I've gotten a couple of lovely responses to this Lenten project of blogging that have made me consider why I blog at all.

I started blogging after Passing for Thin was published and Amazon invited authors to blog.  It was hugely successful and led to the next book.  At some point, however, I began to want to be able to manipulate things -- add links, advertise my other web stuff, post photos, so I left that blog space and started Car on the Hill.  If anyone wonders about the title, it's taken from the Joni Mitchell song of the same title.  It's a sad song about waiting for a man to show up, which is an apt description of my life.

I wonder, if I were a consistent blogger, if I'd be some web cult figure.  I don't regret not being one so this is purely speculative.

It's nice when people say they like my writing or offer consolation for my various nervousnesses, but once in a while someone says I've written about something in a way they have needed to explain it to people in their lives.  Sometimes someone says my muddling on gives them courage to muddle on through life with their own demons nipping at their ankles.

And those are the comments that make me feel OK about what I do here, that maybe I'm even doing a service. 


I worry that I am perfecting my anxiety, fear, obesity, introversion, writer's block, financial precariousness, House addiction, smoking, borderline agoraphobia, regrets and misanthropy for the sake of something to say.  I worry that I'm another person yammering on about the last least incident.  Readers have, in the past, told me to get over myself and shut up.

Oh, Lord, if only I could, I just sighed upon writing that sentence.

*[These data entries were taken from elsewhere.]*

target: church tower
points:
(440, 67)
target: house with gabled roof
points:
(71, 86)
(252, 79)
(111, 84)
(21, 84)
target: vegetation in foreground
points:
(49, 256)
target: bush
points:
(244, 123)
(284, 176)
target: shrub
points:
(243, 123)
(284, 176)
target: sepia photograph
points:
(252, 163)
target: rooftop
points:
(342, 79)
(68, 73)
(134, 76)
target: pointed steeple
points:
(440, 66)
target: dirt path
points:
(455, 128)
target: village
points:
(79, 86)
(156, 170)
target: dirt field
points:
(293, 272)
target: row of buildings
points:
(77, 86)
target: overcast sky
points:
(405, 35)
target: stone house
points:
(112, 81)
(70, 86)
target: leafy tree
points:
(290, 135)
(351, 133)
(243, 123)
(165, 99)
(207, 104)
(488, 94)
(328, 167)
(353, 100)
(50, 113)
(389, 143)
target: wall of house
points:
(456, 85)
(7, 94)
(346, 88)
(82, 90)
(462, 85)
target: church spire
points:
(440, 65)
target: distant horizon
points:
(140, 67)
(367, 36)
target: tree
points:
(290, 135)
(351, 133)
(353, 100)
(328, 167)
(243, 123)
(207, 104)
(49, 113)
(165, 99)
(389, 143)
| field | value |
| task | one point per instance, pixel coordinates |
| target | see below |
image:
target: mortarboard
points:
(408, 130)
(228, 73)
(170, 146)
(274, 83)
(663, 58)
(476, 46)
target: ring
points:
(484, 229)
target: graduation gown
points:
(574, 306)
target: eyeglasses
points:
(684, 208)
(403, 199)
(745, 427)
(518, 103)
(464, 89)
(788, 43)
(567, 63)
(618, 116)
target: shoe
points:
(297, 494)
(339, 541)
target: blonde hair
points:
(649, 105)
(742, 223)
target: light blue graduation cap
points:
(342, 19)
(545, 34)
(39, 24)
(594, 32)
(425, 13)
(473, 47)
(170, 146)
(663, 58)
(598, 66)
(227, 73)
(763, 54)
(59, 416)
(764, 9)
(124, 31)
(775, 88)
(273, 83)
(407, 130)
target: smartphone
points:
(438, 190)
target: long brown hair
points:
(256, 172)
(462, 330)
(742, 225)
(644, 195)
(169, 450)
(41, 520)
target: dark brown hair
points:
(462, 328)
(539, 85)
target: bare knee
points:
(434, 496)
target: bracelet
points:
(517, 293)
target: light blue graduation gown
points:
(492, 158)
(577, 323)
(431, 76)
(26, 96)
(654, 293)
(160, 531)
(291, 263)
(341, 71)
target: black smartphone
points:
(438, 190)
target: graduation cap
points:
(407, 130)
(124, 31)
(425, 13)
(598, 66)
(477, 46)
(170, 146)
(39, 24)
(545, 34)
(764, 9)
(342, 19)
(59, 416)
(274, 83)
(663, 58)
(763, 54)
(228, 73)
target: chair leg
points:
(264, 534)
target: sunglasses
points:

I splatter here what I hurl at myself.  It seems that sometimes it helps to know one is not alone in that silent dialogue, that everybody fucks up, that other people are weak and insecure.  Part of my insecurity, and I'm sure other people have it too, is that I'm a public fool.  So thank you to everyone who reads this morass, and thank you especially for letting me know that I'm not alone in the Horrors either.